Six weeks after surgery number two, I’m still using a crutch to walk more than a block or two. Ugh. That makes it pretty difficult to do much adventuring.
However, medical obstacles create another sort of journey, I’ve found (and no, this is not my first surgical rodeo). When we are faced so immediately with our own physical fragility, we are given a wonderful opportunity to journey within.
Ever since I was a little kid, I’ve been fiercely independent. I would routinely eschew the help of adults, trying just about anything on my own before seeking assistance. In many ways, I’m still like that.
I think this independence comes from an understanding that, in the end, we’re all alone. When push comes to shove, we must be able to rely on ourselves. Even those people we are closest to, the people we lean most heavily on, can falter or disappear unexpectedly through no fault of their own.
This is not to say that we should not ask for help when we need it, or that we should not seek nurturing, supportive relationships. I am blessed to have a wonderful and steady partner, and we both provide much support for each other. But my understanding of self-reliance is what makes it so hard for me to be dependent.
I do not relish being physically compromised. I abhor requiring help for mundane tasks, such as dressing myself or showering. My worst fear, I think, is living in a state of dependency. But confronting this fear has its benefits. First, I had to allow myself to be vulnerable (not something I excel at) and to ask for help from friends, family, and strangers. Second, I was forced to acknowledge my own physical frailty (we are all only flesh and bone, after all), and the very real potential that I will at times be dependent on others. And lastly, being physically compromised has allowed me to better understand those for whom disability is not a temporary condition.
In short, this process engendered in me a deeper compassion for myself, for those who support me, and for those folks who are so often ignored and marginalized because of their physical limitations. There is always light, even in the darkest of places.
For now, I diligently complete my daily physical therapy routine, and try to get in the pool for lap swimming a couple times a week.
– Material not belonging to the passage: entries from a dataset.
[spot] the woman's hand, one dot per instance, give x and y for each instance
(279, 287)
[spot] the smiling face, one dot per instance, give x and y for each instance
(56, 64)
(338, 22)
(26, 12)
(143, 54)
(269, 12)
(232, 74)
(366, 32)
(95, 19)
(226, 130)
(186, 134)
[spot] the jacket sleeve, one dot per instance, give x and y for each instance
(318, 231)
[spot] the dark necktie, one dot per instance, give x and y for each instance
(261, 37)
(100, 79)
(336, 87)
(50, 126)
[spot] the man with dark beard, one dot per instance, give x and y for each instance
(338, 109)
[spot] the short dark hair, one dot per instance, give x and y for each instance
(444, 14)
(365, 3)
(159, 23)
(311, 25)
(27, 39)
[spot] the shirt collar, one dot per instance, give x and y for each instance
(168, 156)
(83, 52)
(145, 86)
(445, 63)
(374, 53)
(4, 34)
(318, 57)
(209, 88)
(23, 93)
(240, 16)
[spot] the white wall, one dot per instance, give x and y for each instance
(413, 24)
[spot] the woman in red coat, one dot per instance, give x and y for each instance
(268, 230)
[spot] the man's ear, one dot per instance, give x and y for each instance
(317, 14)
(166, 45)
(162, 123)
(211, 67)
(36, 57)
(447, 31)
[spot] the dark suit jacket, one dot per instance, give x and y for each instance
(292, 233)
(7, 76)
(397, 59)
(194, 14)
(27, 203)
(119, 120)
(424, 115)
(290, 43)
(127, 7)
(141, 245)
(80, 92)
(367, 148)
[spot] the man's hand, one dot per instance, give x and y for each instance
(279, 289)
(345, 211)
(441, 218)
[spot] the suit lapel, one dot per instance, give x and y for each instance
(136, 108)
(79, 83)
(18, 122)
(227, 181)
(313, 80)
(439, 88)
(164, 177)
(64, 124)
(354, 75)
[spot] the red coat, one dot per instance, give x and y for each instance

My legs have atrophied noticeably, but they are slowly regaining strength.
By summer, I should be ready for some adventuring, albeit a little gentler than I’m accustomed to. Tentatively on the docket: New York, New England, San Diego, and a western road trip up through CA, OR, WA, ID, MT, WY and back home to Colorado. I should be able to do some light hiking and easy climbing along the way. Fingers crossed.
And I will have a refreshed appreciation for all the things my fragile human body can do.
Have you faced significant physical obstacles in your life? How did you cope with recovery and the issues that arose for you?